This is part of a series of short interviews, based on face-to-face meetings at SEMICON West 2013.
Sitting down with EV Group execs to talk about the company’s latest achievements and contributions to the 3D IC cause has become an annual SEMICON West tradition. In fact, I’ve probably spent more time with this team than any other in the 3D space because I’ve visited the headquarters in Schaerding twice, and the North American headquarters in Tempe AZ on a fairly regular basis, since I’m based in Phoenix. You’d think by now we’d run out of new things to discuss, but nothing could be further from the truth.
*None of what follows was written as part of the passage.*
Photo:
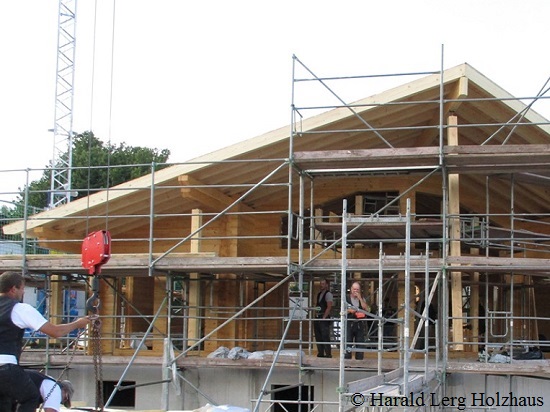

There’s always something going on there.
This year, our discussion focused on the details of EVG’s latest technology innovations being showcased at SEMICON West, including the introduction of its next generation of its EVG®40NT automated measurement system, which is designed to work in concert with the company’s GEMINI® FB fusion wafer bonding system to support the manufacture of next-generation 3D-integrated CMOS image sensors. Additionally, the company introduced its LowTemp™ debonding platform, which features three high-volume-production room-temperature debonding process types and is supported by a supply chain of seven qualified adhesive suppliers to enable greater manufacturing flexibility.
Marcus Wimplinger, Director Business Unit Technology Development and IP at EV Group, explained the latest update to the 40NT system, which involves software integration between the measurement system and the bonder to provide 100% alignment accuracy inspection of fusion-bonded wavers.
Here’s how it works: wafers are fusion-bonded in the bonder, which is placed next to the measurement system. Alignment is checked before passing the wafers on to the final batch anneal step, allowing for re-work if necessary.
According to Wimplinger, the target application is backside illuminated (BSI) CMOS image sensors, which uses via-last technology, and doesn’t require a temporary bond/debond (TB/DB) step because thinning takes place after the permanent bond and anneal. Since we’re dealing with full thickness wafers, if they are misaligned, they can be separated, rebonded and rechecked. After annealing, one of the wafers is thinned, which is why there’s no need for TB/DB.
BSI image sensor technology is a true 3D technology, because the photodiode is on the top wafer, and signal processing is on the lower wafer. It uses next-generation via last processes, which results in higher density vias, but only around the perimeter of the image sensor chip. The interconnect between the wafers is a face-to-face bond without TSVs – Ziptronix Direct Bond Interconnect (DBI) is one way to accomplish this, said Wimplinger. The TSVs around the edge connect the images sensor to the outside world.
We also talked about EVG’s latest temporary bond/debond work focused on expanding options for room temperature debonding, which has become the latest TB/DB Holy Grail. The company now offers three process solutions: ZoneBond, UV laser debond, and a new multi-layer debond process. Seven adhesive suppliers qualified for this family of debonding, including Shin Etsu, JSR, Hitachi Dupont, Brewer Science, Dow Corning, and others.
Why so many options? “There’s no solution that fits all,” explained Hermann Waltl, executive sales and customer support director at EV Group. “There are different requirements based on topography, cost of ownership, etc. We consult with the customer to determine the requirements and make recommendations based on our product family.” He added that there are different process modules and different adhesives suited to individual requirements. The idea is to leverage these across the product families.
In addition to this, EVG also announced a three-year common lab agreement with Leti to optimize temporary- and permanent-bonding technologies related to 3D TSV integration and all direct bonding heterostructures. The lab focuses on hardware, software and process development including a new covalent bonding process, ComBond, that has a new equipment platform where handling is done in a high vacuum atmosphere, explained Waltl. While this process initially targets MEMS and compound semiconductor applications, Waltl says its also compelling for integrating Si photonics in 3D systems, and could put EVG “ahead of the pack” in this area.
So like I said – at EVG, there’s never a dull moment. ~ F.v.T.